Yizhou Sun, an assistant professor of computer science at UCLA, looks at large-scale information and social networks. Beyond just the data that are in those networks, Sun and her students are looking design scalable algorithms that take a much deeper look at those millions and millions of connections and nodes in them. Specifically they want to find ways to extract insights and predictions that, on the surface, would not be so obvious. Sun joined UCLA in 2016, after starting her career in academia at Northeastern University in Boston. Her honors include a CAREER award from the National Science Foundation, one of the top honors for researcher in the early part of their careers. In July, Sun received a second NSF grant. She answered questions on her research, as well as how she gets students interested in the field.

For students who may not have an initial interest in large-scale information networks and data mining, what do you tell them about what you’re looking at, and why they might be interested in being involved in research in this emerging area?

We are living in an interconnected world. Most of data or informational objects, individual agents, groups, or components are interconnected or interact with each other – forming numerous, large, interconnected, and sophisticated networks. Without loss of generality, such interconnected networks are called information networks. For example, in social networks, people connect to each other via friendships. Links in such networks indicate the interactions between objects in the network, and usually imply similarity or influence between the objects that are sometimes hardly be able to be expressed by traditional features. Clearly, information networks are ubiquitous and form a critical component of modern information infrastructure. The analysis of information networks, or their special kinds, such as social networks and the Web, has gained extremely wide attentions nowadays from researchers in computer science, social science, physics, economics, biology, and so on, with exciting discoveries and successful applications across all the disciplines.

The research supported by the CAREER Award is on social networks. What kind of information have you found in exploring these giant datasets, and what can this information be used for?

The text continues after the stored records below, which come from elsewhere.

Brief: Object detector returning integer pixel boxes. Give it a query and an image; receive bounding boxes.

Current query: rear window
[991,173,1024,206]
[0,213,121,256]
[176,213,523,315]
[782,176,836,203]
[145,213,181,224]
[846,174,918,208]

In this line of research, we try to understand the motivation behind people’s behaviors that can be modeled as interactions between people and other entities, rather than treat them as nodes and links. We have explored many social network and social media datasets, such as Facebook, Twitter, online forums, and political voting networks. We have proposed algorithms that can successfully identify people’s political ideology, their stance on some particular political issues, their personal traits, and their roles in some online events. These techniques can be used for better policy designing, political campaign, online extremist detection, as well as identifying users that need special help.

The research supported by the most recent NSF grant you received will look to improve how users interact with a massive database of biomedical literature. For the doctors and scientists who use this massive database, what do they “see” now when the search? And then, following this work, what do you hope they’ll see, how is it organized behind the screen? And then finally, how can they then utilize that information?

PubMed is an online biomedical literature database that collects millions of publications every year. Unfortunately, no single human being can read all of these publications, even the ones most related to their research or practice area. The current system provides some primitive search functions that are mostly based on keyword matching, which can hardly meet the needs of the doctors and scientists, as the returning results are articles exactly containing the input keywords. We propose a new data-to-network-to-knowledge (D2N2K) paradigm to transform massive, unstructured but interconnected research text data into actionable knowledge, by integrating semi-structured and unstructured data. By doing so, the users can issue much more advanced queries, such as finding top recommended treatments for a disease and top related gene mutations for a disease, without going through the details of all the papers. The system can be very helpful for the doctors and scientists, which can provide better diagnosis for patients, recommend better treatments to the patients, and even form new hypotheses.